After that, a heavy silence filled the carriage to the brim. Try as I might to fix my eyes on the book in my lap, the letters only broke apart and drifted across the page. Herman did not utter a single word the rest of the way to the inn, as though he’d hung a placard on his brow that read, ‘I am currently sulking.’
“Um — Herman.”“…”“The chicken seems to be to your liking. Shall I have them bring out more?”“Hardly.”
I asked over our supper at the inn. His sulking gnawed at me, and I kept trying to draw him into talk, but every answer that came back was cold as could be.
“Even so.
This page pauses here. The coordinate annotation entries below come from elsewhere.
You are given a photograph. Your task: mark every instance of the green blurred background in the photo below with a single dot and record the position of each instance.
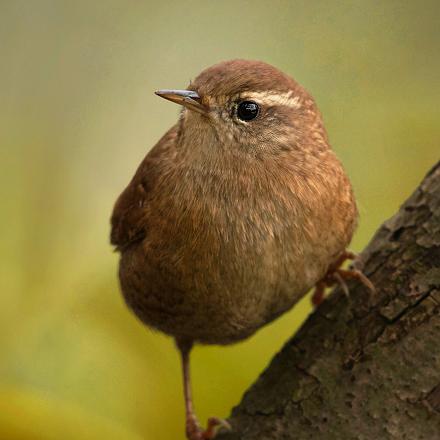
(78, 114)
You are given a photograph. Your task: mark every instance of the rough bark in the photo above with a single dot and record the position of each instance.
(367, 366)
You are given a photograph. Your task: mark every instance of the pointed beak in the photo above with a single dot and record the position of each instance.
(188, 98)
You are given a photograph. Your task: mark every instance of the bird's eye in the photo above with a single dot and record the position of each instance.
(247, 110)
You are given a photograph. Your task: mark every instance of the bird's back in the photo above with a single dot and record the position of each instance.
(214, 255)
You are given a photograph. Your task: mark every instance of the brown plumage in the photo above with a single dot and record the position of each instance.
(227, 223)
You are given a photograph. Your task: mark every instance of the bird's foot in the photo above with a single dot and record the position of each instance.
(336, 275)
(195, 432)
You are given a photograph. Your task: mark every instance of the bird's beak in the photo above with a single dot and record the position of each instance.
(188, 98)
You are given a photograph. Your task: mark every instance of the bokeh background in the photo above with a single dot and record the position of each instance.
(77, 115)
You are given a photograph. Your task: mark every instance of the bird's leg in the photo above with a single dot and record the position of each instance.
(336, 275)
(193, 429)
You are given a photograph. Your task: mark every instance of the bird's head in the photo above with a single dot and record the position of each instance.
(248, 107)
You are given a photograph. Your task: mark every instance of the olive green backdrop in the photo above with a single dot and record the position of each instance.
(77, 115)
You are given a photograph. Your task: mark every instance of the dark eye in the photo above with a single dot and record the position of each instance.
(247, 110)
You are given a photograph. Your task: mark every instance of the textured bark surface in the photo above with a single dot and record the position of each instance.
(368, 366)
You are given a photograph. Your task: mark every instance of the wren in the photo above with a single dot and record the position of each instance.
(235, 214)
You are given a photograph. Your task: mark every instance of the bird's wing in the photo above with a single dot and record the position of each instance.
(128, 224)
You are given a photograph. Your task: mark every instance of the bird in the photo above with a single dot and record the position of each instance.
(238, 211)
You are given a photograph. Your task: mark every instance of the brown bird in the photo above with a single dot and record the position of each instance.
(234, 215)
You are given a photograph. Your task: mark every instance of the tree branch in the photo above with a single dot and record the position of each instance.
(367, 366)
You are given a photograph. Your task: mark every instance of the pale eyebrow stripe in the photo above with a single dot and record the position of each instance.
(271, 98)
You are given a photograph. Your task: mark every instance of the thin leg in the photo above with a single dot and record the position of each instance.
(193, 429)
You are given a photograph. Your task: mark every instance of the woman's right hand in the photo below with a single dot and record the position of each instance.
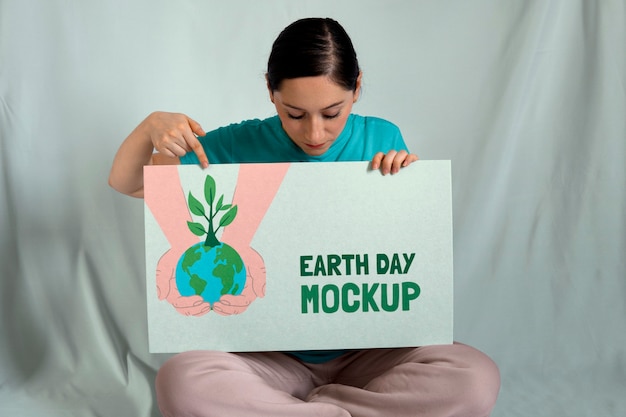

You’ve eaten so little, it seems.”“That’s enough.”“…Herman.”“I think I’ll get up first.”
Herman rose from his seat, dry and expressionless, and left word that he would go with the mercenaries hired to guard us and buy the supplies we’d need for the road.
“If I’m late, sleep first. No need to wait up.”“All right.”“I’ll post a guard outside the room, so don’t you worry.”“I understand. Do take care.”
With that chill fairly gusting off his retreating back, there was no way I could bring myself to ask for a room of my own. Until he had gone, I only picked quietly at the edges of my nails.
This isn’t how I meant it to go…
The rift between Herman and me had grown so wide that I could not so much as raise the wish for a separate bed.
No. Thinking it over coolly, this might even be for the best.
After all, he was the one to open the distance first. For someone in my position, plagued by nothing so much as a Herman who kept pressing close without the least reserve, it was cause for relief.
And yet, even so, I kept feeling as though another face were being laid over Herman’s wounded one. My own face, the very one I had worn while pretending all was well, even after I learned of my husband’s affair.
“Pretending to be all right doesn’t make you all right.”
I knew all too well that simply enduring, pretending nothing was wrong, was no answer at all, and so, in truth, I was worried for Herman. In the end my appetite deserted me, and I set down my spoon.
If the truth came out one day, Herman was certain to be hurt. And so my playing the tender wife now was surely nothing more than a deception. And knowing it, still, whenever Herman Ernst turned those wounded eyes on me, a heavy guilt clenched tight around my heart.
However am I supposed to treat Herman?
Every last thing that had befallen me was simply more than I could bear. Before I knew it, my vision blurred and swam. Ever since my name was taken from me, this was how it always went whenever I let my mind drift blank.
As though some corner of me had broken down.